La réification est un texte plus court qui s’efforce
de développer une piste ouverte dans l’entretien extrêmement
clair qu’Honneth donne à O. Voirol (son traducteur)
dans La Société du mépris. Il s’agit
d’élargir la reconnaissance à un rapport au
monde et pas seulement à un rapport à autrui et à
soi. L’enjeu en est de donner à la reconnaissance une
dimension épistémologique et pas seulement éthique.
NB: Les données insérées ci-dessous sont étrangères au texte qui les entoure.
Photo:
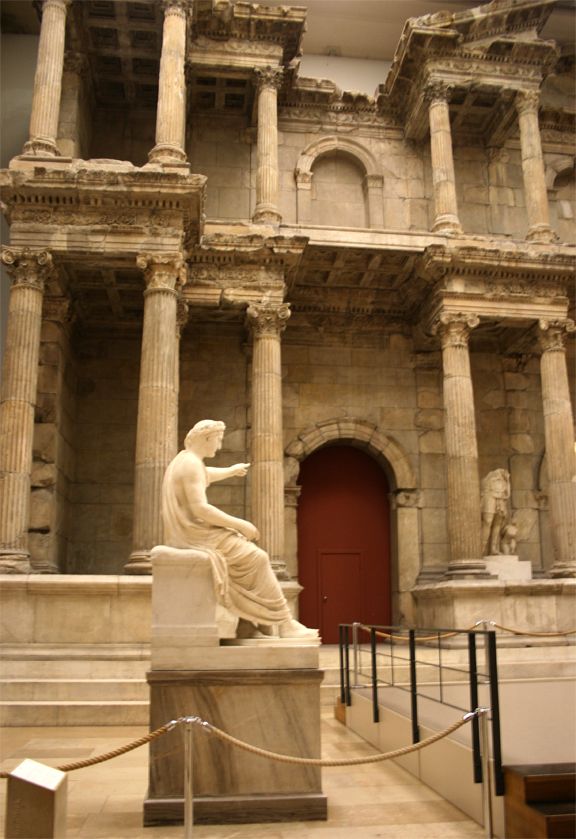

Le texte part du concept de réification par lequel Lukacs
désignait le fait de traiter autrui comme un objet et non
pas comme un sujet social. On sait que dans Histoire et conscience
de classe (Paris, Minuit, 1960), Lukacs articule les conceptions
marxistes de l’aliénation aux visions weberiennes de
la rationalisation du monde pour voir dans la réification
la forme moderne de l’aliénation sociale. Aux yeux
d’Honneth, il semble que Lukacs ne soit pas allé assez
loin en réduisant la réification à un effet
du capitalisme et de la marchandisation du monde. Il franchit donc
un pas en soutenant que la réification ne concerne pas seulement
la manière de traiter les autres, mais qu’elle est
un rapport au monde et à soi-même, « autoréification
», par lequel la connaissance inscrit une coupure radicale
entre sujet et objet alors que la reconnaissance précède
la connaissance. Il faut reconnaître ce qui nous attache aux
autres et aux choses avant que de s’en distinguer. En s’appuyant
à la fois, et de manière contrastée, sur Heidegger
et sur Dewey, Honneth en appelle à la notion heideggerienne
de « soucis » et à la critique du « modèle
du spectateur » de Dewey pour affirmer la priorité
ontologique et pas seulement sociale, de la reconnaissance. «
Pour ce faire, écrit Honneth, j’abandonne désormais
le cadre, emprunté à l’histoire de la théorie,
à l’intérieur duquel j’ai exclusivement
raisonné jusqu’à présent » (p.
52).
Il est évident que l’œuvre d’Honneth fait
d’ores et déjà partie des philosophies sociales
qui comptent et qui compteront, y compris pour ceux qui s’intéressent
plus à la vie sociale et à la vie politique qu’à
la philosophie morale proprement dite. Il est évident aussi
que le concept de reconnaissance met le doigt sur des dimensions
essentielles de la domination et des conflits sociaux dans les sociétés
qui mobilisent aussi fortement la subjectivité et l’expérience
des acteurs que le font nos sociétés modernes ou «
hyper modernes ». Pourtant bien des questions se posent et
nous en retiendrons deux en particulier.
A suivre Honneth et la phénoménologie de la reconnaissance
qu’il nous propose, je ne suis pas sûr que sa théorie
soit en mesure d’écarter une théorie de la justice.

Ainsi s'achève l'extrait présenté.